Il maritozzo fa parte della storia di Roma ed è un’antica ricetta fatta di ingredienti semplici quali acqua, farina, lievito, zucchero, latte, uova e burro oppure olio che dà vita a una pagnottella soffice spaccata a metà e riempita di panna montata o di crema.
Sono molte le varianti che si conoscono: quello tradizionale con panna, quaresimale con uvetta e pinoli, ricoperto di cioccolato, ma anche farcito con prodotti salati come burrata, pomodoro, pesto e baccalà.
La storia del maritozzo romano
Me stai de fronte, lucido e ‘mbiancato, la panna te percorre tutto in mezzo, co ‘n sacco de saliva nella gola, te guardo ‘mbambolato e con amore. Me fai salì er colesterolo a mille, lo dice quell’assillo d’er dottore, ma te dirò, mio caro maritozzo, te mozzico, poi pago er giusto prezzo! (Ignazio Sifone, Ode ar maritozzo, Garbatella, 1964).
Il maritozzo risale al tempo dei Romani: infatti esistevano già delle pagnotte addolcite dall’aggiunta di miele e uvetta e costituivano un pasto sostanzioso e nutriente che coniugava bontà e praticità ed era realizzato dalle moglie per i mariti.

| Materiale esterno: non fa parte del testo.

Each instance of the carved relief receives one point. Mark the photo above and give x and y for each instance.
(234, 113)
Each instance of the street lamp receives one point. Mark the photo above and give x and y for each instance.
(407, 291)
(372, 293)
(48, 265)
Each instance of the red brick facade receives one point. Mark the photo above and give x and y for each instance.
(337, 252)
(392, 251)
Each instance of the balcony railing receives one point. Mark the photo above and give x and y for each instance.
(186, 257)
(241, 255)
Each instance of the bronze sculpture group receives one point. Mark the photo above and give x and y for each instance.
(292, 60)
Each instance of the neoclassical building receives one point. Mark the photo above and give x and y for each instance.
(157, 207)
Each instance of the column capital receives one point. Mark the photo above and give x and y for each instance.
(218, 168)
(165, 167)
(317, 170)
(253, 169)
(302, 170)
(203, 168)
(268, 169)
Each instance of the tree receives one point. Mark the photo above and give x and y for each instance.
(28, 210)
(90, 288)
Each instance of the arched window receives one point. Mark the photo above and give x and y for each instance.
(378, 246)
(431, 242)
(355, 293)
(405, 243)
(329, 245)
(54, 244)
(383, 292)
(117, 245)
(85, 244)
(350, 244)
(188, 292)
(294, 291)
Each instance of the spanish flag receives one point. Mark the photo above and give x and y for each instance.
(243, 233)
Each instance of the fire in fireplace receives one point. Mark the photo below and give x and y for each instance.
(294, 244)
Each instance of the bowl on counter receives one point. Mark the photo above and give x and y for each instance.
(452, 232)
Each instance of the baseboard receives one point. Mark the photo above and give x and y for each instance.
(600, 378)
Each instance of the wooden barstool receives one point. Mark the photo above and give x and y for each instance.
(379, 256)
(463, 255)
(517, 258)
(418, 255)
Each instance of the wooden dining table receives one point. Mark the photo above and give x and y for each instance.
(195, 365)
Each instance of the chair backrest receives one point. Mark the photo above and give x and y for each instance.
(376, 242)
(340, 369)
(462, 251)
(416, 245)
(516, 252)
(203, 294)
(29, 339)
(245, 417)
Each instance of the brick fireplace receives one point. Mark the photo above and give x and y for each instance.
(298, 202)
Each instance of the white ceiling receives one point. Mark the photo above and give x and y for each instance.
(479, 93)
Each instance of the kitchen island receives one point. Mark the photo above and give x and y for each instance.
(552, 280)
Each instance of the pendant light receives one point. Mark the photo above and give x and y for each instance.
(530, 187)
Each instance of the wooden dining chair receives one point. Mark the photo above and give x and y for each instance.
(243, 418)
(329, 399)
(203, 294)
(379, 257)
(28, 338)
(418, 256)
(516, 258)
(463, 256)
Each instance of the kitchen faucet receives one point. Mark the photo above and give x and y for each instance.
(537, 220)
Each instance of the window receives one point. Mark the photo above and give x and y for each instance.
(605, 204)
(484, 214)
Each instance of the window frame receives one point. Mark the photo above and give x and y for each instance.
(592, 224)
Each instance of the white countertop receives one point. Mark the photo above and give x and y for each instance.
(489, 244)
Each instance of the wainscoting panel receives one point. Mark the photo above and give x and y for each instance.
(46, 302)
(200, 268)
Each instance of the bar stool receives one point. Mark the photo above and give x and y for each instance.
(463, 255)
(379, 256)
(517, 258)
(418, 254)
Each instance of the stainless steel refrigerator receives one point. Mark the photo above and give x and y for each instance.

Da questo panino derivarono i maritozzi, la cui ricetta originale prevedeva l’aggiunta dell’uva passa. In tempi più recenti era l’unico peccato di gola che ci si poteva concedere durante la Quaresima – periodo in cui prendeva lo scherzoso appellattivo di “er Santo Maritozzo” – dalla forma più piccola, dal colore più scuro e arricchito da uvetta, pinoli e scorzetta d’arancia candita.
La nascita del nome è avvolta nella leggenda
Sono diverse le leggende e i racconti intorno al maritozzo. Studiosi, poeti e artisti della tradizione romana si sono prodigati nel lodare questo dolce, tra Giggi Zanazzo, Adone Finardi, Giuseppe Gioacchino Belli che raccontano come il maritozzo in passato venisse donato dal ragazzo alla propria fidanzata il primo venerdì di marzo.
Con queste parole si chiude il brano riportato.